Aerial view of campus with Williamsport, the Susquehanna River and Bald Eagle Mountain as a backdrop

Lycoming College receives generous gift for archaeology program

Lycoming College has received a generous gift to establish The William G. Dever Endowed Fund in Archaeology. The donor, who has chosen to remain anonymous, established the fund in recognition of Dever and his extraordinary contributions to the field of archaeology. Dever is currently a distinguished visiting professor of archaeology at Lycoming College.

“The College has identified the archaeology program as a strategic point of distinction in which we plan to invest over the next several years,” said President Kent Trachte. “This gift will allow the College to create even greater excellence in its archaeology program. We are very grateful to the donor.”

The William G. Dever Endowed Fund in Archaeology will provide broad support for the archaeology program at Lycoming College. This will include new investment in the on-campus program as well as helping to fund field digs in which Lycoming College students participate.

“We are very pleased to receive this generous gift honoring Dr. William Dever,” said Philip Sprunger, provost and dean of the College. “It will enhance our archaeology program and provide even greater international and experiential learning opportunities to our archaeology students.”

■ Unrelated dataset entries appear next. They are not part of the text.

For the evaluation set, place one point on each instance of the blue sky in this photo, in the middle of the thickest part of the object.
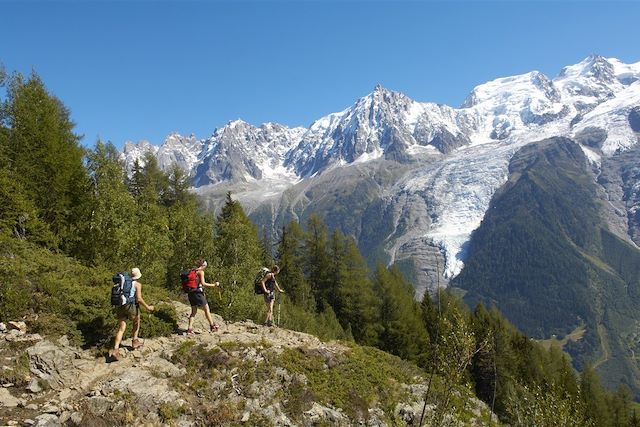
(142, 69)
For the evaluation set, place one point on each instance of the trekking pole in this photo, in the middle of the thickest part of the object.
(233, 290)
(278, 312)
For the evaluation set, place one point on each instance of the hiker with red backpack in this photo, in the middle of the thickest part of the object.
(193, 284)
(269, 286)
(126, 297)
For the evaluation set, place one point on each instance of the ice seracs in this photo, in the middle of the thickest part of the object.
(458, 156)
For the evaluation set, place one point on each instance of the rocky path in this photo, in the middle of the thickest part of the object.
(224, 378)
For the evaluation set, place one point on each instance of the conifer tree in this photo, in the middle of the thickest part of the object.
(402, 331)
(289, 258)
(151, 246)
(594, 397)
(351, 290)
(238, 249)
(44, 149)
(317, 260)
(108, 234)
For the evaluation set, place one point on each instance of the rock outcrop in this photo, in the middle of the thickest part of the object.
(244, 374)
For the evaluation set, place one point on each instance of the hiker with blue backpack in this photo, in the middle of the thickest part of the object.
(193, 284)
(126, 297)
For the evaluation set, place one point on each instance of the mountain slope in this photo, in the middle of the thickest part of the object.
(442, 163)
(545, 257)
(244, 374)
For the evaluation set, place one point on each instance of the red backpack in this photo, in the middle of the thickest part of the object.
(189, 280)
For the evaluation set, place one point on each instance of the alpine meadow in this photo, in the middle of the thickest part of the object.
(440, 266)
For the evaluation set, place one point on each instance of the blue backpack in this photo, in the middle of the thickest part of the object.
(123, 292)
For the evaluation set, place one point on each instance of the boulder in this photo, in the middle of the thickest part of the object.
(7, 399)
(18, 326)
(47, 420)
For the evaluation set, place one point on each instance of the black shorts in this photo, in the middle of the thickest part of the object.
(128, 312)
(269, 296)
(197, 299)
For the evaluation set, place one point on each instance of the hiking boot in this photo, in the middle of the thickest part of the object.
(114, 355)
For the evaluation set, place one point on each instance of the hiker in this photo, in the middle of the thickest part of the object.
(197, 298)
(269, 286)
(130, 311)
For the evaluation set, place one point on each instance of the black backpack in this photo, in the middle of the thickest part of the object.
(257, 282)
(121, 290)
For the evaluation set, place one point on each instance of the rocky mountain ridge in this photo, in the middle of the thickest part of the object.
(441, 164)
(243, 374)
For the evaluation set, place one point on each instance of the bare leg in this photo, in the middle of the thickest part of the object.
(270, 311)
(266, 302)
(194, 310)
(207, 314)
(136, 327)
(122, 325)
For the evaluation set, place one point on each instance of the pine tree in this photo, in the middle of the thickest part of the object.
(43, 149)
(594, 397)
(402, 331)
(317, 261)
(238, 248)
(351, 291)
(289, 258)
(108, 234)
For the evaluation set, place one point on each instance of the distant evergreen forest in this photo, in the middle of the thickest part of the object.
(70, 217)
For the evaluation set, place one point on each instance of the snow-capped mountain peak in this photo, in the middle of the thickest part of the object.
(456, 158)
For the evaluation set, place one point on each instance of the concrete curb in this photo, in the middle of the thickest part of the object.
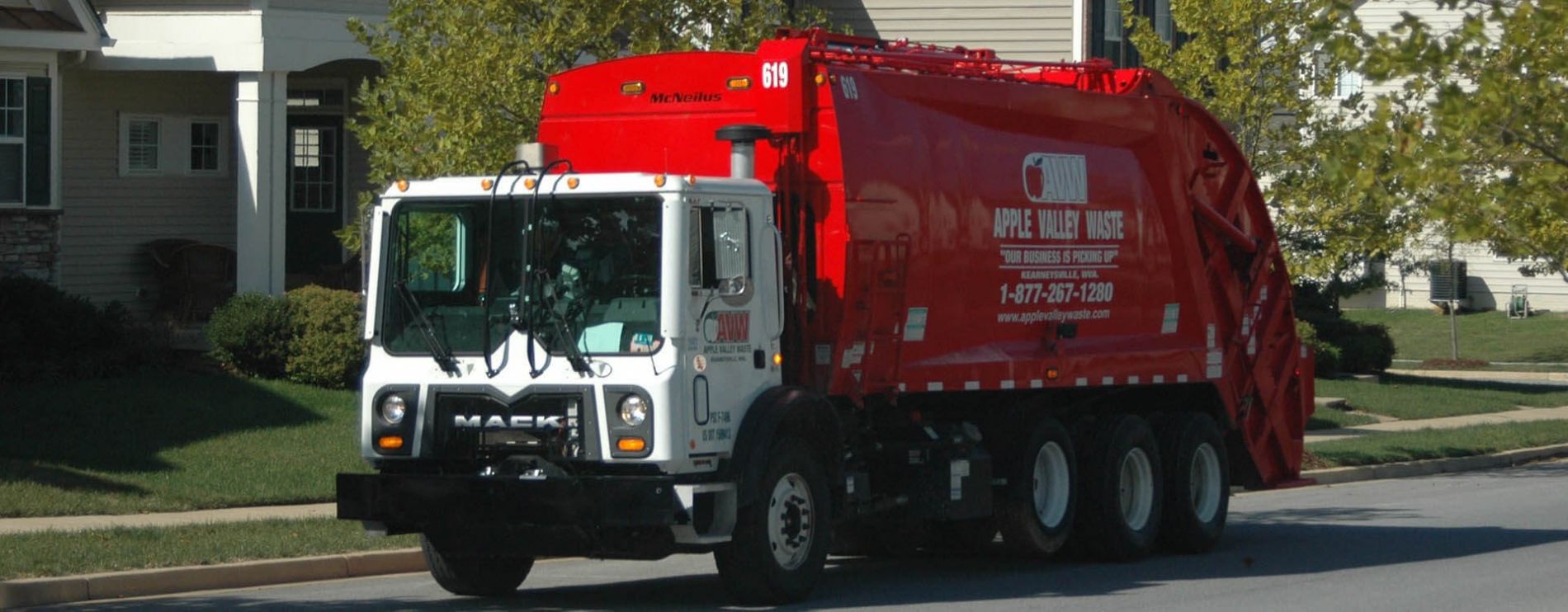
(256, 573)
(1429, 467)
(184, 580)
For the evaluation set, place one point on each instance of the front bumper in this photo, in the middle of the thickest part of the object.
(416, 503)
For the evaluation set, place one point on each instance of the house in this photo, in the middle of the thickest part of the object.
(1490, 279)
(1043, 31)
(214, 122)
(35, 40)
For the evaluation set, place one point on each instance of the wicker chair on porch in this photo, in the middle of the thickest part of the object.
(205, 279)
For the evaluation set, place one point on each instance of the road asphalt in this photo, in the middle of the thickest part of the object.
(31, 592)
(1460, 542)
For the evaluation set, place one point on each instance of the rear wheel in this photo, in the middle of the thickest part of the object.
(1035, 512)
(463, 572)
(782, 539)
(1197, 483)
(1122, 487)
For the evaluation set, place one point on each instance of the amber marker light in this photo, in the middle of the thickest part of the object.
(631, 445)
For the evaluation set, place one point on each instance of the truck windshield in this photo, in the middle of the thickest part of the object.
(595, 275)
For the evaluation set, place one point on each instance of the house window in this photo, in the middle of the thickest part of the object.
(1348, 85)
(205, 148)
(13, 139)
(140, 138)
(1109, 38)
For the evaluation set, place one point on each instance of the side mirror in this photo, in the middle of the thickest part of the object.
(733, 287)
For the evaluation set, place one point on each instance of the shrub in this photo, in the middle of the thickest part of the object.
(1364, 348)
(52, 336)
(325, 346)
(250, 334)
(1325, 355)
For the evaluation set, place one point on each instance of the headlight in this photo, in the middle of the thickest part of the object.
(392, 409)
(634, 411)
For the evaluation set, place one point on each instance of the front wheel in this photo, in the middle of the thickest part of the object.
(782, 539)
(463, 572)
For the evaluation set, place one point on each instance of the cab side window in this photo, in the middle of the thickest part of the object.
(720, 246)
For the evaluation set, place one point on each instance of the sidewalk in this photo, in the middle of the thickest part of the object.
(1523, 415)
(165, 519)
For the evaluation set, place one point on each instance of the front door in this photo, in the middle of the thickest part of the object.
(733, 332)
(315, 193)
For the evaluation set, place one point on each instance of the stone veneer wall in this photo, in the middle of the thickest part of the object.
(31, 243)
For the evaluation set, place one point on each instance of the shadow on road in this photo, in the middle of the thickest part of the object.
(1259, 545)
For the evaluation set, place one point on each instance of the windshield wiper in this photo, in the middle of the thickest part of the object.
(568, 337)
(438, 351)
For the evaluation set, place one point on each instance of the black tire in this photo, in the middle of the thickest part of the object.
(477, 575)
(1112, 448)
(1197, 483)
(1031, 512)
(749, 566)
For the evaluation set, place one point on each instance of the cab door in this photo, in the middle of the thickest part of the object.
(734, 317)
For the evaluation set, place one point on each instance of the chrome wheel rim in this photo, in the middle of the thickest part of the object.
(791, 521)
(1052, 486)
(1136, 489)
(1205, 483)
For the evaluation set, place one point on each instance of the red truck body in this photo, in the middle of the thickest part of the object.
(958, 223)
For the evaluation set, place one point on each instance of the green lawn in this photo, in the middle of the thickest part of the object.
(1411, 398)
(1334, 418)
(165, 442)
(1489, 336)
(121, 548)
(1435, 443)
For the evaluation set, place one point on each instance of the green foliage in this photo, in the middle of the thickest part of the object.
(1416, 398)
(463, 80)
(311, 336)
(1363, 348)
(52, 336)
(1325, 355)
(1491, 121)
(250, 334)
(1268, 71)
(325, 348)
(1435, 443)
(177, 442)
(57, 553)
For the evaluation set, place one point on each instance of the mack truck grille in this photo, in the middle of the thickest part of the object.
(477, 425)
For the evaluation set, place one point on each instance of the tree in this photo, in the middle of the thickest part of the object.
(1495, 92)
(1268, 69)
(463, 80)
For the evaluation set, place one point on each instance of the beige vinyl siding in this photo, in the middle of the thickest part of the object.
(1490, 280)
(109, 219)
(1381, 16)
(1017, 31)
(1490, 277)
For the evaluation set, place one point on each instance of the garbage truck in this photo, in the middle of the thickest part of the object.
(838, 294)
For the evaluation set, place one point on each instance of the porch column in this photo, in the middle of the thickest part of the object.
(261, 116)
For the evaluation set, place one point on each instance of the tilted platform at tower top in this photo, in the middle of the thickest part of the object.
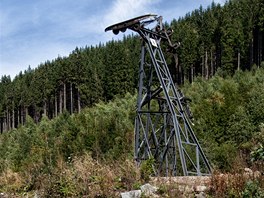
(163, 132)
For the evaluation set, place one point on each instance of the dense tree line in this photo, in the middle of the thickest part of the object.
(219, 39)
(228, 121)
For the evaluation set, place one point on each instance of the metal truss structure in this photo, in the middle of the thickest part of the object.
(163, 129)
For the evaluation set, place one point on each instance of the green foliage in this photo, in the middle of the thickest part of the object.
(257, 154)
(252, 189)
(146, 169)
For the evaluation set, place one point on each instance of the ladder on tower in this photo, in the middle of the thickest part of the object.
(163, 129)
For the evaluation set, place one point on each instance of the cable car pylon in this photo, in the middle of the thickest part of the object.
(163, 129)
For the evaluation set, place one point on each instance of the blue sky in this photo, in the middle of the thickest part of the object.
(33, 31)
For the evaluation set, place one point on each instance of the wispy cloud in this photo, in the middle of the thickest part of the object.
(32, 32)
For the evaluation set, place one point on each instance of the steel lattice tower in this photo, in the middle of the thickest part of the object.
(163, 130)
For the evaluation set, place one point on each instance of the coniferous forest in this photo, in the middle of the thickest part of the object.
(77, 112)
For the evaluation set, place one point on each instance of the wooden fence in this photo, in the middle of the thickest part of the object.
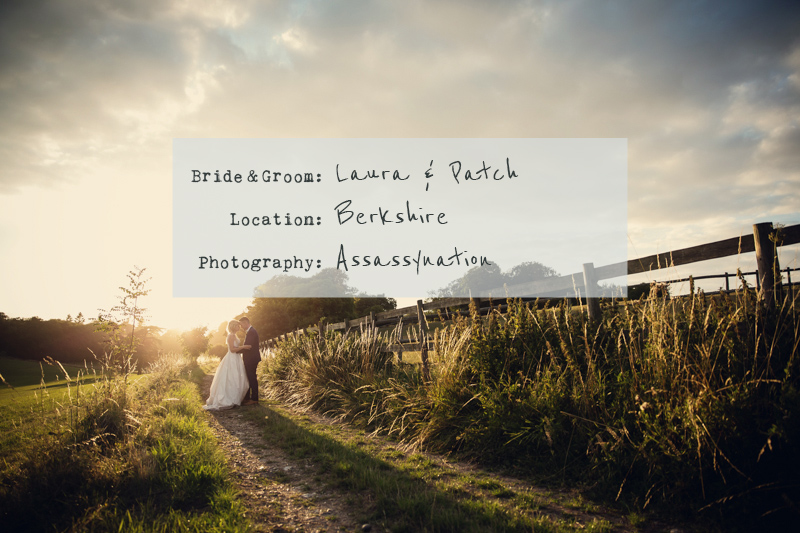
(763, 241)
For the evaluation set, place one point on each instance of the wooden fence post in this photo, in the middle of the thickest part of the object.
(590, 285)
(423, 341)
(766, 261)
(477, 302)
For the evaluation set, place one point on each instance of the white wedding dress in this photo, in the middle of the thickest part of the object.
(230, 381)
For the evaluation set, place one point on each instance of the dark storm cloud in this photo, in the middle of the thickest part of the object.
(708, 93)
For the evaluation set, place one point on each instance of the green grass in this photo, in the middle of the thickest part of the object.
(689, 406)
(406, 492)
(118, 455)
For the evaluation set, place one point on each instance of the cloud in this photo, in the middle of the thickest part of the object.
(707, 93)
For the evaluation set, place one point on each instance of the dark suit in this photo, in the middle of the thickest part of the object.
(251, 357)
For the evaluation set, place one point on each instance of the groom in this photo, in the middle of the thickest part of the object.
(251, 357)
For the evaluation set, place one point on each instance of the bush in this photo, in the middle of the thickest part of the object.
(689, 403)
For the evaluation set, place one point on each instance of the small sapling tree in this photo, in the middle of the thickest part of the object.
(120, 323)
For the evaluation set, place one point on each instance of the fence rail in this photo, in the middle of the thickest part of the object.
(763, 241)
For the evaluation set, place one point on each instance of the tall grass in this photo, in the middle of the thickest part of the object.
(126, 453)
(688, 403)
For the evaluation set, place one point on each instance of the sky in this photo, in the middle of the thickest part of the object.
(92, 94)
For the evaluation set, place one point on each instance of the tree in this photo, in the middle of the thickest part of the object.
(273, 316)
(121, 321)
(478, 281)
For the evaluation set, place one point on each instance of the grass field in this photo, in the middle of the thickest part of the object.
(110, 453)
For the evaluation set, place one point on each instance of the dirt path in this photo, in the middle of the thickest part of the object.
(286, 494)
(280, 493)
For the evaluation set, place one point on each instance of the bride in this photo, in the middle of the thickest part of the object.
(230, 381)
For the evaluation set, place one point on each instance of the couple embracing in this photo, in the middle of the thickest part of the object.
(235, 382)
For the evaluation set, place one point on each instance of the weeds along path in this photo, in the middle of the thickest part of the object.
(280, 493)
(305, 472)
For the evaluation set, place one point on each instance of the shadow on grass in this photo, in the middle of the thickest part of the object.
(399, 499)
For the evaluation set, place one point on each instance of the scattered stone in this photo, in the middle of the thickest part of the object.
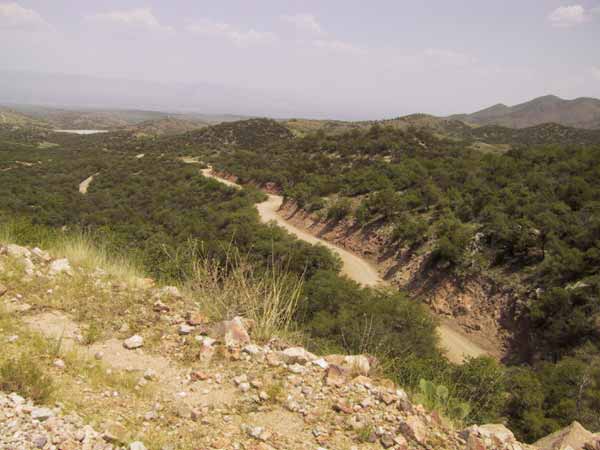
(59, 364)
(196, 319)
(321, 363)
(171, 291)
(336, 376)
(355, 364)
(185, 329)
(252, 349)
(414, 428)
(297, 369)
(115, 433)
(60, 266)
(16, 251)
(297, 355)
(232, 333)
(198, 375)
(133, 342)
(160, 307)
(41, 414)
(41, 254)
(150, 374)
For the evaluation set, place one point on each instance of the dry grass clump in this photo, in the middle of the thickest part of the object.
(269, 297)
(82, 251)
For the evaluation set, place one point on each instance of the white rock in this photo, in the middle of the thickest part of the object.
(59, 363)
(185, 329)
(171, 291)
(297, 355)
(17, 251)
(41, 254)
(297, 369)
(60, 266)
(252, 349)
(41, 414)
(16, 398)
(28, 266)
(133, 342)
(321, 363)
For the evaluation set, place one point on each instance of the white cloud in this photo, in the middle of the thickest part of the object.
(337, 46)
(138, 18)
(240, 38)
(568, 16)
(306, 23)
(14, 16)
(449, 57)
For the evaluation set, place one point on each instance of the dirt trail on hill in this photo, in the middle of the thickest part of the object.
(455, 342)
(85, 184)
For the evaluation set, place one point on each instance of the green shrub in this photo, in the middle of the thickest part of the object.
(339, 210)
(437, 398)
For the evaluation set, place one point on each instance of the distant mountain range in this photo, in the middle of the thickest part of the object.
(582, 112)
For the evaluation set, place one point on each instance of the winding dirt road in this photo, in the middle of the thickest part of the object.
(456, 344)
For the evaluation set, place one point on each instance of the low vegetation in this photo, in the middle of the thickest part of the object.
(530, 211)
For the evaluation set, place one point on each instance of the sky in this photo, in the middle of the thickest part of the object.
(322, 58)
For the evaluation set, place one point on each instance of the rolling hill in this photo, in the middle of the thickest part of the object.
(581, 112)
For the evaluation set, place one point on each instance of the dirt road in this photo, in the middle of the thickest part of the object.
(457, 345)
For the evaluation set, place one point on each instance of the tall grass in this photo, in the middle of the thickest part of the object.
(82, 251)
(268, 297)
(81, 248)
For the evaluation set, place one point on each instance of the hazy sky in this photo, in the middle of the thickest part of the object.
(345, 58)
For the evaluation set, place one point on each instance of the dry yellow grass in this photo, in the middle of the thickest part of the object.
(268, 298)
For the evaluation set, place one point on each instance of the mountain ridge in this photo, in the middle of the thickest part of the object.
(581, 112)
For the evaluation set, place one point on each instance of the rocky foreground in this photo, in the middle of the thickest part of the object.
(225, 392)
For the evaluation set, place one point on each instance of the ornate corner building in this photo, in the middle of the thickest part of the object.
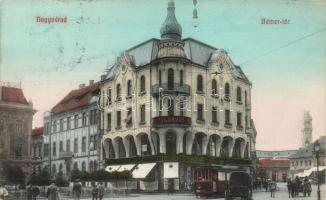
(16, 116)
(171, 104)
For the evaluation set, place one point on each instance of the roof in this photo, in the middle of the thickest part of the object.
(196, 51)
(270, 163)
(37, 131)
(13, 95)
(275, 154)
(77, 98)
(308, 151)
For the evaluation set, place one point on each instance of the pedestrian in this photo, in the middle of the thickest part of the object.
(272, 187)
(3, 191)
(52, 192)
(29, 192)
(101, 191)
(35, 192)
(94, 192)
(77, 189)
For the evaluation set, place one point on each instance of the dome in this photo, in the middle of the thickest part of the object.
(171, 29)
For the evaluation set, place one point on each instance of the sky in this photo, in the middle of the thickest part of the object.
(286, 63)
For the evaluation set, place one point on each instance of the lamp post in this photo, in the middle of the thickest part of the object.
(316, 151)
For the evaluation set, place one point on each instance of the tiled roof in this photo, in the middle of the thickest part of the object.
(269, 163)
(37, 131)
(77, 98)
(13, 95)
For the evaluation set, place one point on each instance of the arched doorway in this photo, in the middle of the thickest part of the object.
(225, 147)
(212, 145)
(197, 147)
(171, 143)
(132, 146)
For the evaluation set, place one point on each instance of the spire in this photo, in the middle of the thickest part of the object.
(171, 29)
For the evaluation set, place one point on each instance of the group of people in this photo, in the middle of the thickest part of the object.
(296, 186)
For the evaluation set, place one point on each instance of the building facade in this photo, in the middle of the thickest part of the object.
(16, 116)
(305, 159)
(71, 132)
(168, 99)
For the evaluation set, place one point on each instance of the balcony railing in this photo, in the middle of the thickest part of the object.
(191, 159)
(170, 89)
(66, 155)
(171, 120)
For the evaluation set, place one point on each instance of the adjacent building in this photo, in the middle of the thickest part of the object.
(71, 132)
(171, 104)
(16, 116)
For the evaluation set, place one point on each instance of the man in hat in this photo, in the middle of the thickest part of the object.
(3, 191)
(77, 189)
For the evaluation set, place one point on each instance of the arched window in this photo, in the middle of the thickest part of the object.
(181, 77)
(170, 79)
(214, 87)
(129, 88)
(160, 77)
(118, 92)
(142, 84)
(246, 100)
(83, 166)
(227, 89)
(75, 166)
(199, 83)
(239, 99)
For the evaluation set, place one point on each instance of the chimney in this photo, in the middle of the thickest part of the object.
(81, 86)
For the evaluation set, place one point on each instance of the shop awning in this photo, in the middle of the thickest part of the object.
(171, 170)
(112, 168)
(126, 167)
(142, 170)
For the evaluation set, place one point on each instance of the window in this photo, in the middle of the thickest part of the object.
(54, 149)
(227, 90)
(118, 92)
(61, 124)
(109, 121)
(200, 110)
(76, 121)
(171, 107)
(76, 145)
(239, 121)
(160, 77)
(214, 114)
(227, 117)
(142, 84)
(68, 123)
(239, 99)
(170, 79)
(68, 146)
(61, 146)
(93, 117)
(142, 114)
(129, 88)
(54, 126)
(84, 119)
(83, 144)
(129, 116)
(214, 87)
(200, 83)
(109, 96)
(118, 119)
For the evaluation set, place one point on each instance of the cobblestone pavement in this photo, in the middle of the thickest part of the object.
(281, 194)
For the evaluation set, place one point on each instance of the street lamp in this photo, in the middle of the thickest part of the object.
(316, 151)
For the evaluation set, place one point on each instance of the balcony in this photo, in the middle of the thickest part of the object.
(162, 121)
(66, 155)
(176, 88)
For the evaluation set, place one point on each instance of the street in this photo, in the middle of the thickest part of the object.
(281, 194)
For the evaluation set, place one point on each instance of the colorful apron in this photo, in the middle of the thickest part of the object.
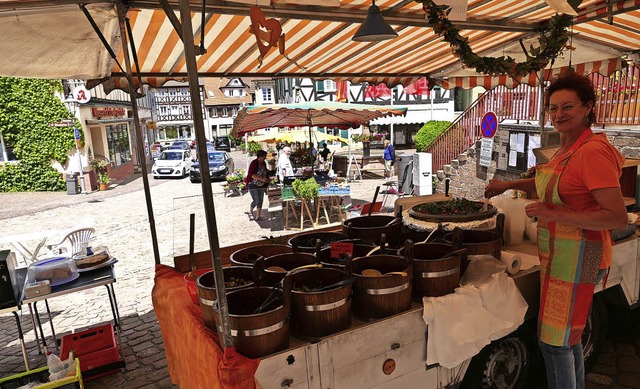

Dever is an American archaeologist who specializes in the history of Israel and the Near East in Biblical times. A recipient of the prestigious Guggenheim Fellowship for the Humanities, U.S. and Canada, Dever is world renowned for his scholarship, writings and archaeological work related to the historicity of the Bible and the Near East more broadly and a regular contributor to documentaries and public television productions related to his research and expertise.

Dr. Dever did his undergraduate work at Milligan College and received his Ph.D. from Harvard University. He served as director of the Albright Institute of Archaeological Research from 1971-75 and professor of Near Eastern Archaeology and Anthropology at the University of Arizona in Tucson from 1975 to 2002.